J’ai 73 ans, relativement en bonne santé, retraité de l’enseignement, marié et père de deux grandes filles et grand-père d’une petite-fille. Considérant mon âge « vénérable », je fais donc partie des personnes dites « vulnérables » de la société au coronavirus.
Depuis le début de la pandémie, soit depuis la mi-mars, nous, les personnes âgées de plus de 70 ans, avons immédiatement été placées « sous haute surveillance », Des mesures strictes nous ont été imposées comme si l’État avait pris sur lui de nous « protéger » contre le virus. « Évitez les sorties qui ne sont pas nécessaires… Restez à la maison… Ne vous approchez pas de vos enfants et petits-enfants à moins de deux mètres… »
Puis, petit à petit, la vague de décès s’est mise à déferler sur le Québec, particulièrement dans les résidences pour personnes âgées. Plus le temps passait, plus le premier ministre Legault montrait des signes d’inquiétude eu égard au nombre de décès impliquant des personnes âgées. Les premières données statistiques révélaient que les personnes âgées de plus de 70 ans représentaient la majorité des cas de décès des suites de la COVID-19.
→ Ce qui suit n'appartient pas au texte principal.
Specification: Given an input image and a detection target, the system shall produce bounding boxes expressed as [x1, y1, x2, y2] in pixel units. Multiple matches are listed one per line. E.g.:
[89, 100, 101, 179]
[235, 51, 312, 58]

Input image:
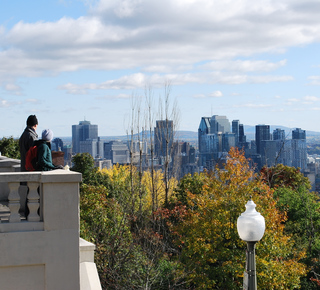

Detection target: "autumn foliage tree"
[165, 149, 306, 289]
[76, 149, 307, 290]
[260, 164, 320, 290]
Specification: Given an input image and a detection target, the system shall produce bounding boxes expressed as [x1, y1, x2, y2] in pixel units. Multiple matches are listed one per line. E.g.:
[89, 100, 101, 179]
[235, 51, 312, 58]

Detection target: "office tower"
[221, 133, 236, 152]
[260, 140, 277, 167]
[198, 117, 210, 153]
[72, 121, 98, 154]
[210, 115, 230, 134]
[272, 128, 292, 166]
[292, 128, 306, 140]
[79, 137, 104, 158]
[291, 128, 307, 170]
[256, 125, 270, 154]
[272, 128, 286, 140]
[79, 139, 98, 158]
[239, 124, 247, 146]
[232, 120, 240, 146]
[104, 141, 130, 164]
[154, 120, 174, 156]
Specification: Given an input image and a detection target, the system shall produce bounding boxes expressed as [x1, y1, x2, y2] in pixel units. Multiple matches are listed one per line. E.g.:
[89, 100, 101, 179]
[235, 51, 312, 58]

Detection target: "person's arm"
[37, 144, 56, 170]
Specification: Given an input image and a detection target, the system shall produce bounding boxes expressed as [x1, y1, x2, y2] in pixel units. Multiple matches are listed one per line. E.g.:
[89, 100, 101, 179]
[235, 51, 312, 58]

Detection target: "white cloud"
[58, 73, 292, 93]
[232, 103, 272, 108]
[303, 96, 320, 103]
[0, 0, 320, 83]
[209, 91, 223, 98]
[308, 76, 320, 86]
[201, 60, 287, 72]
Ces chiffres, abondamment diffusés dans les médias, ont contribué, selon moi, à une forme de stigmatisation des aînés, qui déjà, selon les recherches, sont généralement associés à la fin de la vie, au déclin, à la fragilité et à la vulnérabilité. À mon sens, l’insistance sur un discours orienté sur l’âge est devenue une source d’inquiétude au fur et à mesure que la crise prenait de l’ampleur, notamment sur la valeur que l’on accorde à la vie des aînés et sur la solidarité intergénérationnelle qui, en passant, semble beaucoup moins présente lorsque nous sommes sur la ligne de front. À preuve le fait que la couverture médiatique de la pandémie a beaucoup porté sur les quelques rares victimes du virus relativement jeunes, racontant leur histoire, leur vie, alors que les aînés victimes de la COVID-19, sont présentées de façon impersonnelle et anonyme, avouons-le, comme de simples statistiques.
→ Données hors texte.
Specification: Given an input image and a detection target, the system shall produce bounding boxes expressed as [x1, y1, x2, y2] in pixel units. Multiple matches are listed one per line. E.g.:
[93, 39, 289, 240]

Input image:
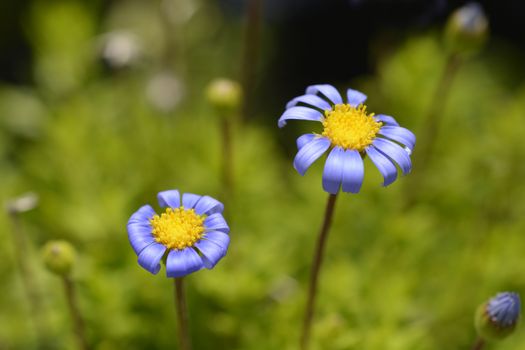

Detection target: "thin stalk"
[174, 277, 191, 350]
[472, 338, 486, 350]
[8, 212, 46, 349]
[300, 194, 337, 350]
[62, 276, 89, 350]
[221, 117, 233, 200]
[405, 53, 462, 207]
[241, 0, 263, 122]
Tirer des leçons de la pandémie
À mon avis, une couverture plus personnalisée des victimes âgées atteintes par le virus, et surtout de celles qui y survivent, enverrait un formidable message d’espoir et de valorisation de la place et du rôle des aînés dans notre société québécoise. En réalité, la pandémie pourrait nous permettre de développer des politiques publiques qui favorisent davantage notre inclusion sociale et combattent une forme d’âgisme humiliant.
Enfin, je suis d’avis qu’il faut nous procurer un espace pour nous manifester, pour nous faire entendre avant, pendant et après une situation de crise… Or ironiquement, si nous sommes les victimes les plus nombreuses de la COVID-19, nous sommes aussi, malheureusement, les plus absents de la sphère médiatique.